Venerdì, 18 Gennaio, 2019

Germania: anche Merkel colpita da attacco ai dati

I dati di centinaia di politici tedeschi sono stati hackerati e pubblicati online. Coinvolta anche Merkel Germania: hackerati dati sensibili di centinaia di politici, incluso il presidente della Repubblica
Evangelisti Maggiorino | 06 Gennaio, 2019, 16:56

Un cyber-furto di massa 'mette a nudo' tutta la politica tedesca: dati personali, contatti, numeri di telefono, documenti di partito, chat e carte private di centinaia di politici tedeschi sono stati diffusi illegalmente via Twitter in quello che e' l'attacco hacker piu' grave della storia del Paese. L'emittente Rbb inforadio ha riportato che il leak delle informazioni riguarderebbe in particolare 405 parlamentari del partito Cdu, che esprime la cancelliera Angela Merkel, 249 per Spd, i verdi con 105, la Linke con 82 e infine la Fdp con 28. In quell'occasione, infatti, sarebbero stati rubati molteplici dati sensibili che evidenziarono le vulnerabilità del sistema di sicurezza informatico. Resta anche ancora da verificare inoltre se i dati pubblicati siano effettivamente autentici.

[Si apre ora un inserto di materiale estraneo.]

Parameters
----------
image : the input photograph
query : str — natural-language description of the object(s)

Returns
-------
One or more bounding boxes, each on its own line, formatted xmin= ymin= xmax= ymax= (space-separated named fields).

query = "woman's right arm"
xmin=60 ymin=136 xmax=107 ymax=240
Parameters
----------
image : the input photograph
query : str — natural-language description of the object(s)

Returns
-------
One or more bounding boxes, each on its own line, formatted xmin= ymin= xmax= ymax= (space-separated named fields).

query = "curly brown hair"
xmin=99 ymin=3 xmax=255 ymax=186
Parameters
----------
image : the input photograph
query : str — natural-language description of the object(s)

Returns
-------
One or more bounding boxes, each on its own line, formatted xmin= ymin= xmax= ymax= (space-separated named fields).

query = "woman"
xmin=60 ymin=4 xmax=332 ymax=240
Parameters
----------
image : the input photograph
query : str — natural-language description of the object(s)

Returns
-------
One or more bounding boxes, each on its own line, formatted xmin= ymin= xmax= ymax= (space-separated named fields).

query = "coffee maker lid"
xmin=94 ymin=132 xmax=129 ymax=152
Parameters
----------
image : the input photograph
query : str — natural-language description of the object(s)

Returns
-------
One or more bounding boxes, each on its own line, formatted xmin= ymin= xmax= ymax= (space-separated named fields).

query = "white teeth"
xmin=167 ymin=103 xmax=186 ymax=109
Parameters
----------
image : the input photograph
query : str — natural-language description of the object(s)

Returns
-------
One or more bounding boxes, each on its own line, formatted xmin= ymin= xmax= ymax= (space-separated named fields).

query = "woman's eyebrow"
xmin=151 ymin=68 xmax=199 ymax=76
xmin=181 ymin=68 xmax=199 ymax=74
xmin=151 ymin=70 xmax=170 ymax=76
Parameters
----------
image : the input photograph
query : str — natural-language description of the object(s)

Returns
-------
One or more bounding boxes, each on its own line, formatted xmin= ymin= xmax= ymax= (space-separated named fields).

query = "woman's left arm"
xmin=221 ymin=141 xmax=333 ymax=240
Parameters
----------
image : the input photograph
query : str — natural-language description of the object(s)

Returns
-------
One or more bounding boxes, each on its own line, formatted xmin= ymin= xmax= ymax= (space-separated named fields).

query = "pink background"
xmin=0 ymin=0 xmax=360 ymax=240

Per affrontare la situazione si è riunito in emergenza il gabinetto di crisi della cyber-difesa tedesca, che riunisce l'Ufficio federale per la difesa della Costituzione, gli agenti dell'Ufficio criminale federale ma anche i servizi segreti nazionali del Bnd. Prendiamo l'incidente "molto, molto seriamente", ha detto la portavoce del governo, Martina Fietz.

La Germania è nel mirino degli hacker. Coinvolti anche alcuni artisti, fra cui i comici Jan Böhmermann e Christian Ehring, il rapper Marteria, il gruppo rap K.I.Z. Dal 20 dicembre, sono comparsi i dati di politici europei, federali e statali di tutti i principali partiti, esclusa appunto l'Afd.

Il responsabile di MELANI Pascal Lamia, citato nell'articolo del domenicale, afferma che si tratta in primo luogo di capire come l'attacco sia stato effettuato, quali dati siano stati sottratti e perché l'azione di pirateria informatica sia andata a buon fine. Secondo lo Spiegel online, l'ufficio era a conoscenza da settimane del furto, ma gli inquirenti lamentano di esser stati informati dell'hackeraggio solo nella notte tra giovedì e venerdì. I sospetti si concentrerebbero, tra gli altri, sulla Russia, anche a causa dei suoi precedenti. La maggior parte dei contenuti è costituita da centinaia di numeri di telefoni cellulari e indirizzi e da documenti interni ai partiti, come liste di aderenti.